Woods Hole Oceanographic Institution, Woods Hole MA

Investigators

Abstract

ABSTRACT OCE-0351651 / OCE 0351396 Recent data suggest that in the Sargasso Sea the weekly passage of weather fronts leads to increased deep convective mixing, nutrient inputs and new production during the winter mixing period. It has been hypothesized that these events lead to enhanced NO3 input into the euphotic zone, followed by a rapid biological response and accumulation of biomass, and an equally rapid export of that biomass to the waters below. Direct observation and quantification of these potentially important nutrient injection events is challenging, however, an even greater challenge is understanding the mechanisms that link this nutrient input ultimately to carbon export. To expand the work of M.W. Lomas, et al. ("Enhanced New Production During Winter Mixing A Missing Component of Current Estimates"), researchers at the Woods Hole Oceanographic Institution and the Bermuda Biological Station for Research Inc. will add 3He Flux Gauge Techniques (FGT) measurements to the previously funded NSF project.

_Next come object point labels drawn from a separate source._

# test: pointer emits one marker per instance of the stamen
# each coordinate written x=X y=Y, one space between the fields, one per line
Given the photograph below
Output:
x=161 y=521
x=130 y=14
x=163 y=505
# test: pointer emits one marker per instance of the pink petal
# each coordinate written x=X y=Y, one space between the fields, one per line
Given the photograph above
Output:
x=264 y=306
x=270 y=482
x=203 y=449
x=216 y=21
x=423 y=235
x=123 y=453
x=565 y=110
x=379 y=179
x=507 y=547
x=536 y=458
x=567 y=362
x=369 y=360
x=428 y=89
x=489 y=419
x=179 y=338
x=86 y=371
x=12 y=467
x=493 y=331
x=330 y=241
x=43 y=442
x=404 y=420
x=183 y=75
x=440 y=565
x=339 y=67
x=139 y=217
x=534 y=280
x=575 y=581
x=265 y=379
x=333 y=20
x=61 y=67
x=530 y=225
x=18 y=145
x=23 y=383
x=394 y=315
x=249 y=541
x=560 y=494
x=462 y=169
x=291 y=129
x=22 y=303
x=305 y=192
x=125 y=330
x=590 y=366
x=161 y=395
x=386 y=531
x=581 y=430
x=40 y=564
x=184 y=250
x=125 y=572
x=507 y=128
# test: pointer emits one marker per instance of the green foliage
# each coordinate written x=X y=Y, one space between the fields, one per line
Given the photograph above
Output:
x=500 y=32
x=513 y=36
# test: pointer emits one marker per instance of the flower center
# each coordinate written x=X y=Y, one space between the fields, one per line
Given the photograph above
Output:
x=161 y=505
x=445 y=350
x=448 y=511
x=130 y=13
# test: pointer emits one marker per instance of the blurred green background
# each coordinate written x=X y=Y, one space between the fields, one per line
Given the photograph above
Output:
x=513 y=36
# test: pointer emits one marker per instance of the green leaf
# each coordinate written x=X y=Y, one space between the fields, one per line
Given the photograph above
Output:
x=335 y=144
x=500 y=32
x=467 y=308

The addition of FGT will enable the researchers to more accurately determine and quantify the important linkages between convective nutrient supply, biological response, and large-scale flux estimates specifically during the period of winter mixing when bi-weekly weather fronts pass through the Sargasso Sea. It is during this period that episodic nutrient inputs associated with deep convection are followed by short periods of stratification. The injected nutrients are rapidly consumed resulting in biomass accumulation, which is exported during the subsequent convective mixing event. The overall result is enhanced export production supported by short-lived, but quantitatively important nutrient injections. To enable the team of researchers to link the timing and magnitude of these fluxes and the ecological response, the researchers will use 3He (and 3He:NO3 ratios) as a tracer of these events. The information from this study will offer further insight into primary production and subsurface nutrient remineralization in oligotrophic systems, which are a central component of the ocean carbon-cycle and an important part of climate change modeling.